Scheduled Results with LLMs: JSON Mode, Function Calling, and When to Use Each

0 4 9 minutes read

Scheduled Results with LLMs: JSON Mode, Function Calling, and When to Use Each

we talked a lot about popular techniques to improve the performance and cost of AI applications, such as feedback streaming or buffering. Today, I want to talk about something different but equally important to building real AI applications. That, structured, machine-readable results.

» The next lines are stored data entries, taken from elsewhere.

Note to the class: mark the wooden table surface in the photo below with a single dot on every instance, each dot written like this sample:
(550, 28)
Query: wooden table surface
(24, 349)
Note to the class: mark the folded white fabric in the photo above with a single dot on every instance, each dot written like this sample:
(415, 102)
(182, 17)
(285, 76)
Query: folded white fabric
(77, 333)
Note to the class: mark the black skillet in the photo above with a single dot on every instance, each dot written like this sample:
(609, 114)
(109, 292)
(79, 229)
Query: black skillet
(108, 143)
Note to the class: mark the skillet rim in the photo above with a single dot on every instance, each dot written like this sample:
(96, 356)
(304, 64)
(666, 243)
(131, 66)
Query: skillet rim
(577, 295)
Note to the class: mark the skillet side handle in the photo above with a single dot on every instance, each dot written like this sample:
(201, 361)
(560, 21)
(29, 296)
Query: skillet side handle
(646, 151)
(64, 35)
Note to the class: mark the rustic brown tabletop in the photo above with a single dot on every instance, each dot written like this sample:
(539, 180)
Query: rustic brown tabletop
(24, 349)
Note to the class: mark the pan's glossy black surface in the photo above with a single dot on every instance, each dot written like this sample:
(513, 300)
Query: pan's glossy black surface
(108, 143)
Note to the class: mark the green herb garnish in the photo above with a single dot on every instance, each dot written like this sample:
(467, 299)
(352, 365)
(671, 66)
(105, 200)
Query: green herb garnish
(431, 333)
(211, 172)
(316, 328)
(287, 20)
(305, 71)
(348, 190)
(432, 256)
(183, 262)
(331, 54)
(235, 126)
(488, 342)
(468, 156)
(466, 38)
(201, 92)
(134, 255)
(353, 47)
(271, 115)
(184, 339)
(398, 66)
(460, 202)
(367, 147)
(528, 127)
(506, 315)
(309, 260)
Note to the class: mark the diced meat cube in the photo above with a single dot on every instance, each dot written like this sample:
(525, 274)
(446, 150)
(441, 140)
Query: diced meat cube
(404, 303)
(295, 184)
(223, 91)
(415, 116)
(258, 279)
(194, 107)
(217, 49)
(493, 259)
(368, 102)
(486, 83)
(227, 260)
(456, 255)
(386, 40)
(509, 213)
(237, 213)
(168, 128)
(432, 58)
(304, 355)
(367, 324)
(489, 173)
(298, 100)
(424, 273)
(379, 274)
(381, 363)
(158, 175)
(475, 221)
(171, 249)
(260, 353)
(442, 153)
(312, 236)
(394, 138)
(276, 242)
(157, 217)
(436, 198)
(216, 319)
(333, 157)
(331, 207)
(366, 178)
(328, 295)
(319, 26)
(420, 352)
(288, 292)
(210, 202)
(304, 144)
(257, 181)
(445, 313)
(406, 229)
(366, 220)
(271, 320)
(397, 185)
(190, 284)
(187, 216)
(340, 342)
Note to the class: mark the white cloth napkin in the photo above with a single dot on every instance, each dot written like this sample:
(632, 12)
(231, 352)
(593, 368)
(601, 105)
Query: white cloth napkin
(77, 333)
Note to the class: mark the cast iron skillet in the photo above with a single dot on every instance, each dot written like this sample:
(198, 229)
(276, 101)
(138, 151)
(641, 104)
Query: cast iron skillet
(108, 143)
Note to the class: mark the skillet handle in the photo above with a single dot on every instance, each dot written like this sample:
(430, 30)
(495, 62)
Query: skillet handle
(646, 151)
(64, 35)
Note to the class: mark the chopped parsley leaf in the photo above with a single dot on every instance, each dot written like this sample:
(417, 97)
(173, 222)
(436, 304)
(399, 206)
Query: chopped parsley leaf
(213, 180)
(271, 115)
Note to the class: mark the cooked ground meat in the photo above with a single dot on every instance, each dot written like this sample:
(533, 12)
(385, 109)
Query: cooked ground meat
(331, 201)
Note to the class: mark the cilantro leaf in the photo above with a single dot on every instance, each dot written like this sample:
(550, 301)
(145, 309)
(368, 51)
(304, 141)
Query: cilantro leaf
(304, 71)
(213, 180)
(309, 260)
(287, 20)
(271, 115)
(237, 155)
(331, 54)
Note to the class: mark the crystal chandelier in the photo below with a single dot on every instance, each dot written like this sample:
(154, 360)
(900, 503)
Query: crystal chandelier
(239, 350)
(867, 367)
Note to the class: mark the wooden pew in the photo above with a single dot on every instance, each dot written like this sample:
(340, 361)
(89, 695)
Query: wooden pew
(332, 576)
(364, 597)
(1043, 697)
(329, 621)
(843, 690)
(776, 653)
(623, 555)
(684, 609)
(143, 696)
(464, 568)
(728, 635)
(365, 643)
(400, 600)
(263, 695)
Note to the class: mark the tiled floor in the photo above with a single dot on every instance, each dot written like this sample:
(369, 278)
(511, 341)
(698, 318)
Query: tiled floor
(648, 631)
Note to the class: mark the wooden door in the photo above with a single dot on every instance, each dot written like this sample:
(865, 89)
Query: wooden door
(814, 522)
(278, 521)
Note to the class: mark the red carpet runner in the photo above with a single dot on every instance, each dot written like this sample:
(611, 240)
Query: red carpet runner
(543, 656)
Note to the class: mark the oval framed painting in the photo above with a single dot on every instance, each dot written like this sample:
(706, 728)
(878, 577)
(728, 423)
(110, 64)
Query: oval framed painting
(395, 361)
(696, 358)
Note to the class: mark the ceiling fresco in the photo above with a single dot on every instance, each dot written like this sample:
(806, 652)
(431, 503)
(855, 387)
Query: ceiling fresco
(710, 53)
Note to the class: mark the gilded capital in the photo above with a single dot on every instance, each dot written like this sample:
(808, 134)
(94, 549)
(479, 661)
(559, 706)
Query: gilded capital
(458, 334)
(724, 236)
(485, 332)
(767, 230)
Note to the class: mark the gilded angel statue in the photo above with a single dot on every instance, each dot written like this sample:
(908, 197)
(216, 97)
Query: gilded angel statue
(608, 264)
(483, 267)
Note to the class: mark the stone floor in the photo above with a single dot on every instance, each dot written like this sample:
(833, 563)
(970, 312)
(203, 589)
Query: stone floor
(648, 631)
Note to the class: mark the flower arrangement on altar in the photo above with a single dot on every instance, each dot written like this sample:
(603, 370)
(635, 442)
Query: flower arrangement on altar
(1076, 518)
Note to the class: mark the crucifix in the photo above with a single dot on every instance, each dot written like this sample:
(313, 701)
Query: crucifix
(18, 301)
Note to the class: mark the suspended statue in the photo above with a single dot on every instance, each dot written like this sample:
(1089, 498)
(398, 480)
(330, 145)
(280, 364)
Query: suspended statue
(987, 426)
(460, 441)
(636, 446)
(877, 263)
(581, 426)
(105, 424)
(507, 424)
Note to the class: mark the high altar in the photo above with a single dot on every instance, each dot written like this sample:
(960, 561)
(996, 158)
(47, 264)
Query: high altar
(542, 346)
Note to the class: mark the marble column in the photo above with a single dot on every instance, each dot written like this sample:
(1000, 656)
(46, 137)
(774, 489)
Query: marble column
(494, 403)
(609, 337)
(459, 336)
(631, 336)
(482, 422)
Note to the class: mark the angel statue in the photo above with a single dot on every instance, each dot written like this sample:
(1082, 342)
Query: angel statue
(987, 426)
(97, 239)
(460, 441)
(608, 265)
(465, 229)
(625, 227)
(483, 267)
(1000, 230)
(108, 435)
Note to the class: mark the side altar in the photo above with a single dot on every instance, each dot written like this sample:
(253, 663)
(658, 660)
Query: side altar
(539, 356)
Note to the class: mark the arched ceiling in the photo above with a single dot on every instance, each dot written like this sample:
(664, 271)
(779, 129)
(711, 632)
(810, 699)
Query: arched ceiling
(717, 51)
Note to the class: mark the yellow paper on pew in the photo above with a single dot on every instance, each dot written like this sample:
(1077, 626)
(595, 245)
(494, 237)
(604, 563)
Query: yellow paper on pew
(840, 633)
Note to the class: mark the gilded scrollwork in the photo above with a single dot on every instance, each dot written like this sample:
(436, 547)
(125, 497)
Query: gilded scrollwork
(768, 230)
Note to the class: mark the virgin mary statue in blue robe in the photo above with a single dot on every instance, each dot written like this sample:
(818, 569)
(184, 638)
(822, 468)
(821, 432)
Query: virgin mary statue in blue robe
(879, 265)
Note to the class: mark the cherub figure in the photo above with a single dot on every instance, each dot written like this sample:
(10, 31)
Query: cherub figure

So far in most of the examples I have tried, we have been dealing with free text responses from the AI model. The user asks a question, the model answers in natural language, and we just display that answer to the user somehow. Simple and straightforward. But what if we need the model to return data in a specific format (eg, a JSON object) so that we can continue to process it programmatically later? What if we need a model to extract certain fields from a text or image, populate a database entry, or trigger the next action based on its response? In those cases, restoring the wall of text will not be very easy. 🤔

Thankfully, there are many solutions to this issue. There are two main ways to get systematic, machine-readable results from the LLM: JSON mode again Activity Calling (also called tool use). These two are often confused with each other (which is to be expected since they both deal with structured output, duh), but they serve very different purposes. On top of this, OpenAI has introduced a robust variant of Function Invocation called Scheduled Resultswhich takes the use of schema one step further, as we shall see. In this post, we'll take a closer look at all three, understand how each one works under the hood, and find out when to use each one.

So, let's take a look!

1. What is JSON Mode?

JSON Mode is an easy way to achieve machine-readable output from LLM. It's actually a parameter you can set in an API request to command the model always return a valid JSON object. And that's all there is to it! However, this simplicity comes at a cost, since there are no guarantees in the structure or schema of the JSON (remember that we did not define any schema, field names, or types, or anything like this), just that it will work, a separated JSON.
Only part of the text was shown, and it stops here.